As part of the American Studies curriculum, juniors recently stepped into the dual role of historian and guide, leading classmates and faculty on original walking tours across New York City. The project built on a full year of independent research: each student selected a topic of personal interest, wrote a research paper, and then brought their thesis to life by designing a route that wove together landmark buildings, cultural institutions, infrastructure, and historical sites.

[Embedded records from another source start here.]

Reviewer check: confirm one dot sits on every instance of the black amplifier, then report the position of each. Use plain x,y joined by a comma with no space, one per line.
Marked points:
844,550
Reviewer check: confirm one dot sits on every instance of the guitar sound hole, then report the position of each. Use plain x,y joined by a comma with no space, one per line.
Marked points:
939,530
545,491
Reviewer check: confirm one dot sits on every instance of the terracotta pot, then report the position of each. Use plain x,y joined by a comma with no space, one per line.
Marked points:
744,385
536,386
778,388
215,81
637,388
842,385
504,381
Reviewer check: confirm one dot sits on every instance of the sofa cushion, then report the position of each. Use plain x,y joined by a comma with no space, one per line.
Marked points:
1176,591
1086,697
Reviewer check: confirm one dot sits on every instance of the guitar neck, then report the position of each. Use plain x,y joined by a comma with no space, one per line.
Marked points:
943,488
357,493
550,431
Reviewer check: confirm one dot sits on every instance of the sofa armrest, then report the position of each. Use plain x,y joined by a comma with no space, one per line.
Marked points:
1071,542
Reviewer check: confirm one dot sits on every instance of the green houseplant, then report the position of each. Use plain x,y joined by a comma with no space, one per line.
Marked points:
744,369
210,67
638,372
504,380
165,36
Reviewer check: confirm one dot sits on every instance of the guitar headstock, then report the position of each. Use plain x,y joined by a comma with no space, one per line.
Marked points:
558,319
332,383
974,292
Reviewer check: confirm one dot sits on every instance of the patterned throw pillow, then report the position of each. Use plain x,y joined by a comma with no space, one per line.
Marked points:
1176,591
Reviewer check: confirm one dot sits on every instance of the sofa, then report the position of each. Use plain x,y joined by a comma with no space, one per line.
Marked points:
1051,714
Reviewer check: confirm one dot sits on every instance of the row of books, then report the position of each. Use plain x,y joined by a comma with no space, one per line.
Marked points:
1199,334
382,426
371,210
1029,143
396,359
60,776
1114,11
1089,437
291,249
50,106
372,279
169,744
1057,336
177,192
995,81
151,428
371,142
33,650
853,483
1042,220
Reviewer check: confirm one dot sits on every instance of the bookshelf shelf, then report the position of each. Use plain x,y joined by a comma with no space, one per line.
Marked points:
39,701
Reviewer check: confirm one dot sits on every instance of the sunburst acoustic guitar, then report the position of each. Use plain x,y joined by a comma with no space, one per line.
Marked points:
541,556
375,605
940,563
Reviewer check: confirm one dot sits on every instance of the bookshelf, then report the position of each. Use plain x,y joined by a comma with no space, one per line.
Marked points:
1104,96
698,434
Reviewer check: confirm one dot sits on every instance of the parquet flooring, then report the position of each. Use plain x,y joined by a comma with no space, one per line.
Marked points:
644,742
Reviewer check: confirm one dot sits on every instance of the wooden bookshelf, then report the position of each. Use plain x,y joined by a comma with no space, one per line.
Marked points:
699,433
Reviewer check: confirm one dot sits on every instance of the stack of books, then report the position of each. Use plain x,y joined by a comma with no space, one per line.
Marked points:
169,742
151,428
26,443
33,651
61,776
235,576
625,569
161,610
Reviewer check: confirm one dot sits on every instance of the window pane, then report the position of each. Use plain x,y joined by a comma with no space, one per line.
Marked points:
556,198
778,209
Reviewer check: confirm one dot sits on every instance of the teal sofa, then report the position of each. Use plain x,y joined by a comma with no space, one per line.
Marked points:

The range of topics and neighborhoods was a reflection of the city's own complexity. Students explored the American paradox of tobacco and nicotine in Kensington, traced three waves of gentrification along Park Slope's 7th Avenue, and examined how capitalism and tourism shape counterterrorism measures in the Financial District. In Two Bridges, a tour connected housing policy, art, and neighborhood change; in East Harlem, one student uncovered how Italian Harlem is quietly being preserved today. Other tours took on fast fashion's hidden costs in SoHo, the legacy of power and race on the Brooklyn waterfront in Dumbo, and the story of Weeksville, a reminder that freedom in the "free" North had its limits.

These are just a few of the tours given by our students, all of which offered something rare: a guided rereading of a city that most of us think we already know.

Well done to all of our junior historians for their insight, curiosity, and thoughtful engagement with the world around them.